Wednesday 31 March, 12.30-1.30pm

Government Buildings Lecture Theatre 1

Governments around the world are attempting to 'invest' in infrastructure for the perceived 'future needs' of their nations.  Locally, New Zealand and Australian governments have spent the past thirty years corporatising and privatising formerly government-owned incumbents, and liberalising the telecommunications markets by removing regulatory barriers to competition and inducing private sector entry via mechanisms such as access regulation and local loop unbundling.  Now, government-funded National Broadband Networks are now being rolled out to cope with these future challenges, real or imagined.

What motivates these government investments that appear to be turning the industry ownership clock back 30 years? What are they likely to achieve? And why can't the market deliver such outcomes?  Indeed, what are the desirable outcomes?

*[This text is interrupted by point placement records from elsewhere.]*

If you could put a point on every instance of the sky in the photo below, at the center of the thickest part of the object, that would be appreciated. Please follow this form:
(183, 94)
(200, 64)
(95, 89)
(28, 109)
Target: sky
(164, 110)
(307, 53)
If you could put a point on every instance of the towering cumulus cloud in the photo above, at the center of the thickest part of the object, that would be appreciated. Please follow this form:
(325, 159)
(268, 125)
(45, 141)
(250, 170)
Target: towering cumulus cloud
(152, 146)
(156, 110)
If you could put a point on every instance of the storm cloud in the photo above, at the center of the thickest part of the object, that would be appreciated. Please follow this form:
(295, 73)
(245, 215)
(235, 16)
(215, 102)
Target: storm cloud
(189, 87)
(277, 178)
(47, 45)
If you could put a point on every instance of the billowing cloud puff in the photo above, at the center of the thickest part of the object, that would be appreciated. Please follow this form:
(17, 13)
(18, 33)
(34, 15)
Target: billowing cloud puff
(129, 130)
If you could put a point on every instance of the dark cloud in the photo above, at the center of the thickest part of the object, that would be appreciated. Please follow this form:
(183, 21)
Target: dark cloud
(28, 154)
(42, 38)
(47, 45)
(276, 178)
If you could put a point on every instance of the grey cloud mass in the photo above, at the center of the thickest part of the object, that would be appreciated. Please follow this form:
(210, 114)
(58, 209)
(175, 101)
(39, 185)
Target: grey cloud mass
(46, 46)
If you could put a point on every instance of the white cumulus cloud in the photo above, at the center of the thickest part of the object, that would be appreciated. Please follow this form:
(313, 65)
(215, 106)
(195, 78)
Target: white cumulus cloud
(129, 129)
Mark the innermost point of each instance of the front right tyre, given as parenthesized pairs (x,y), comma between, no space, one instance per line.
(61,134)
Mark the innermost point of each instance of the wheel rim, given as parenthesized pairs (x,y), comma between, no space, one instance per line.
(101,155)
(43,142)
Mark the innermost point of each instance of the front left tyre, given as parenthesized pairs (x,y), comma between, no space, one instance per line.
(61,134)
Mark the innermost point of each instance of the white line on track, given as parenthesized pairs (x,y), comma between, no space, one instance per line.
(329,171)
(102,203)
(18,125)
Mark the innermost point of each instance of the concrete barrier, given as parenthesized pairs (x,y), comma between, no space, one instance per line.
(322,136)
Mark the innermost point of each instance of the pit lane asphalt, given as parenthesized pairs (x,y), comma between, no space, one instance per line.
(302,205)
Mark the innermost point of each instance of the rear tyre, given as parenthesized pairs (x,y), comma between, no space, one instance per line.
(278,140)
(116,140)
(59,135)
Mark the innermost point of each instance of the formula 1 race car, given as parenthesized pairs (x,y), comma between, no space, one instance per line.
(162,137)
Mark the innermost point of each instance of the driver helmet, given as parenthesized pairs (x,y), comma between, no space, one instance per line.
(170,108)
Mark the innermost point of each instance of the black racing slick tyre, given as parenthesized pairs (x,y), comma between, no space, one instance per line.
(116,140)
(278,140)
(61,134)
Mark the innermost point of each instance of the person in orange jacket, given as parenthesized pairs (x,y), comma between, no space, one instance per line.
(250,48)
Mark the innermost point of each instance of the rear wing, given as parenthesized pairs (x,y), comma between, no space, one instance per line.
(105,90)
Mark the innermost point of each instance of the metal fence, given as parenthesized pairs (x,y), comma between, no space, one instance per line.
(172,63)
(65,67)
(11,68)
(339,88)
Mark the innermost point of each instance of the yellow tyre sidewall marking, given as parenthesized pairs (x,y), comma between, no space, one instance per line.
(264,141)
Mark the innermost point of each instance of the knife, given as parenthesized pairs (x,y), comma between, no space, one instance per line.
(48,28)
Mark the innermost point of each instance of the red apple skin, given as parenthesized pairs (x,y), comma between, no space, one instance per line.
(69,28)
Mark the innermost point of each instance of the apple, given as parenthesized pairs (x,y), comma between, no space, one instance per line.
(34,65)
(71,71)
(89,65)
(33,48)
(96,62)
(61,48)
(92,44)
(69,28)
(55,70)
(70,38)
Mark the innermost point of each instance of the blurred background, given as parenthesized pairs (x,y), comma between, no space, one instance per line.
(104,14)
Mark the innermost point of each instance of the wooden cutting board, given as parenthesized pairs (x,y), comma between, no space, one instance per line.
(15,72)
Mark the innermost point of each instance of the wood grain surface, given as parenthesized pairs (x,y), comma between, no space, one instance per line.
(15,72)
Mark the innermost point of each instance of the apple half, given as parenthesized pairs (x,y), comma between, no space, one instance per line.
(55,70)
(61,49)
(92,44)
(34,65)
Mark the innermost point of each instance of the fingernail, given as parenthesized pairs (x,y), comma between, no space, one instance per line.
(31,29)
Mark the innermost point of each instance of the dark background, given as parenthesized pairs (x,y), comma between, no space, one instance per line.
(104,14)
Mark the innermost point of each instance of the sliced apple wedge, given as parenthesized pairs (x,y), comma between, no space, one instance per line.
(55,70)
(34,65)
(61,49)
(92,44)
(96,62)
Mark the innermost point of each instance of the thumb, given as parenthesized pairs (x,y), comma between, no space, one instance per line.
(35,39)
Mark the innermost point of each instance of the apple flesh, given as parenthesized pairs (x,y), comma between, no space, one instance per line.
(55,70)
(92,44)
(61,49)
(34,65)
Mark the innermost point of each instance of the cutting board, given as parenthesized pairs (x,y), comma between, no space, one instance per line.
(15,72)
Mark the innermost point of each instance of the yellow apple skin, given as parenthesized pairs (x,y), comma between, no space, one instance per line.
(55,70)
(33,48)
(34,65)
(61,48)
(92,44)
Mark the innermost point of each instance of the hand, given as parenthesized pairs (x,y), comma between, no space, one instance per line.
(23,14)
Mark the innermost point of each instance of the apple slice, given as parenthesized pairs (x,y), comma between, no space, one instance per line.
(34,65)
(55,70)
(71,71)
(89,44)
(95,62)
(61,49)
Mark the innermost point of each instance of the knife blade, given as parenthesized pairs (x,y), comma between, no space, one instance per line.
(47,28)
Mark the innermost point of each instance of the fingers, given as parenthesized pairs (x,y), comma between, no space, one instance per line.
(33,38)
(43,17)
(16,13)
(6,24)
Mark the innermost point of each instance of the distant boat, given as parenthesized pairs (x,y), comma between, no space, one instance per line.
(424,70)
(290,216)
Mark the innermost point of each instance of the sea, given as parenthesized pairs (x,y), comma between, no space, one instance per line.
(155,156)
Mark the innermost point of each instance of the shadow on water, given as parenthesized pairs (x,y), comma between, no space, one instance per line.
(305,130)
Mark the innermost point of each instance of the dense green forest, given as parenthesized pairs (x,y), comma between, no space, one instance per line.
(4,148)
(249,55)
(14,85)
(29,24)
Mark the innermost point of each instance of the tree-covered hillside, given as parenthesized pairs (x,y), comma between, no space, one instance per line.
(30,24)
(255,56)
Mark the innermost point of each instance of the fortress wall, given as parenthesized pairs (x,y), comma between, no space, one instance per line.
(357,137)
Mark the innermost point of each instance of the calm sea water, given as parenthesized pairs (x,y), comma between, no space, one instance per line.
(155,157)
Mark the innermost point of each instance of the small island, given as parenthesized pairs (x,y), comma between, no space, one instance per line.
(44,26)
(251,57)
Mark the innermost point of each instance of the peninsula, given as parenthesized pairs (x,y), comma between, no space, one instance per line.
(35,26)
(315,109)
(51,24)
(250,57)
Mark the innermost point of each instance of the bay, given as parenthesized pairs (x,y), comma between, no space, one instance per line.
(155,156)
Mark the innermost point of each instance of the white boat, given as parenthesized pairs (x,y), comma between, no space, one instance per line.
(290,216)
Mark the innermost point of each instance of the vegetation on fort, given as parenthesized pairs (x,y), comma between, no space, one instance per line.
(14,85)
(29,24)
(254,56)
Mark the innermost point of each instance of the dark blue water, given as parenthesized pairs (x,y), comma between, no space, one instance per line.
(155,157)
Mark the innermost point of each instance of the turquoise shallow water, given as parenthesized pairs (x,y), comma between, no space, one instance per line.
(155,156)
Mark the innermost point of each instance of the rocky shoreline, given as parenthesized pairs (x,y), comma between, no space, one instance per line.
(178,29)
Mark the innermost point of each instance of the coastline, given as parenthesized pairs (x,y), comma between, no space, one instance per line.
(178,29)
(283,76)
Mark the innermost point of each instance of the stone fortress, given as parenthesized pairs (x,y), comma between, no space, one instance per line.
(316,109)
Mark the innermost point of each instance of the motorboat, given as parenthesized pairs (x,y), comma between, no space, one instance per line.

Bronwyn Howell, General Manager of ISCR, has extensive research experience and has written widely on broadband, telecommunications, internet copyright and property rights in Australasian, North American and European contexts.  Her work has been extensively cited in recent FCC proceedings on regulatory options for the United States, and she participated as an invited speaker at the Asian Development Bank/Brookings Institution/CAMA-hosted conference 'The Economics of Infrastructure in a Globalised World: Issues, Lessons and Future Challenges' in March 2010.